A vida floresceu, sorrindo-lhe prazerosamente. O rapaz cresceu coberto de mimos. Era belo, gostava de vadiagem. Olívia fazia vistas grossas, desdobrando-se para atender seus desejos. Ia mal na escola, rodeado de amizade ruim. Mas sabia engabelá-la.

– Por que não lhe dá uma enxada? – aconselhavam os vizinhos. – Tanta ociosidade não dá coisa boa.

Não deu mesmo. Aparecido, o Cidinho, fazia dançar o diabo em tacho quente. Olívia era chamada na escola, frequentemente. O fedelho metia-se quase todos os dias em encrencas.

Os irmãos vieram dar-lhe conselhos. O rapazote precisava de correções, não devia ser tratado como um príncipe. Ela os expulsou. Fossem meter o nariz em outra grota. Na casa dela, mandava ela. Os irmãos se afastaram, aborrecidos.

Quando fez 15 anos, o mundo revirou. O rapaz doce se transformou num fruto azedo. Revoltava-se, xingava-a, exigia dinheiro. Culpava-a por não conhecer os pais.

– O que eu fiz por você nenhum pai faria.

– Pouco estou me lixando – respondia, seco. – Estou vivendo como escravo. Por que me acolheu? Você não passa de uma bruxa!

Ofensas e mais ofensas. O que ela fizera para merecer tudo aquilo? Jogara pedras na Cruz? Encarnava-se no Mal? Quando, por prazer maléfico, matou com um pontapé o pequeno e velho cão cego, que há anos ela recolhera de uma valeta, todo emperebado e sarnento, Olívia suou frio, pressentindo o Belzebu.

– Por que fez isto? O que o cão te fez? Era teu amigo e gania de contente quando estava perto dele.

Deu de ombros, respondendo:

– Ele que se pôs diante de mim.

Argumento obtuso, cheio de teima. Olhar feroz, indiferente, danoso.  Olívia sentiu medo. Calada, pôs-se a carregar o cão morto, ainda quente, para o fundo do quintal. Chorava. Sim, ela havia jogado pedras na Cruz. O rapaz se revelava bruto, inumano, besta selvagem.

– Matarei todos esses gatos e cachorros imundos! – ouviu ele dizer, às costas, desafiando-a.
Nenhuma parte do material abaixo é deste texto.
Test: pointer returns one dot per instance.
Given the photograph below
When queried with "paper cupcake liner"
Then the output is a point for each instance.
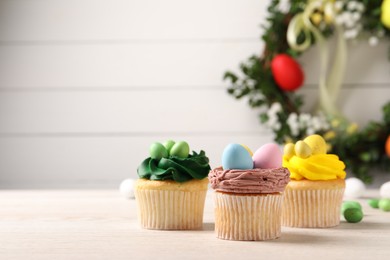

Desapareciam objetos de casa. A televisão? Sumira. O rádio? Também sumira. O crucifixo de metal dourado a ouro, herança dos pais? Sumira. Tudo que tinha algum valor desaparecia. Cidinho vendia para comprar drogas. De repente, a casa dela ficou espaçosa, com pouca mobília.

– Por que você está carregando minhas coisas? – repreendia-o.

– Preciso de dinheiro. Meus amigos vivem na bonança. Eu vivo mendigando.

Os irmãos vieram lhe dizer que o denunciasse. Olívia abrigava em seu teto um ladrão.

– Pelo menos ele me faz companhia. Vocês têm família. O que eu tenho? Alguém de vocês vai fazer companhia comigo?

Calaram-se. Então, eles se foram, aborrecidos. Ela não passava de uma mula teimosa. Na afeição cega pelo filho adotivo, misturava a mesma gratidão, a mesma humildade apaixonada dedicada ao próprio pai. Envelhecia rapidamente – perdia a visão, o olfato e a audição. Agarrava-se ao filho como um náufrago à palha.

Vivia da minguada aposentadoria. Assim mesmo, conseguia poupar. Comia cada vez menos, um tiquinho como passarinho. Então, o cartão do banco sumiu. O dinheiro também. Queixou-se ao gerente. Na filmagem do caixa eletrônico, lá estava o Cidinho sacando o dinheiro, boné tapando o rosto. Dar parte à polícia? Era seu filho amado.

– Por que não vende o lote de terras? – ele ansiava por dinheiro. – Não dá lucro, só trabalho. Eu não sou tatu pra cavoucar terra. O que você vai deixar quando morrer?

– Ingrato! Criei você e te dou de comer. O que espera mais?

– Então, por que estou aqui com uma velha bruxa suja, imunda, no meio de bosta de cães e gatos?

Uma punhalada que haveria de sangrar dentro de si para sempre. Chorava baixinho, quase inaudível, pelos cantos.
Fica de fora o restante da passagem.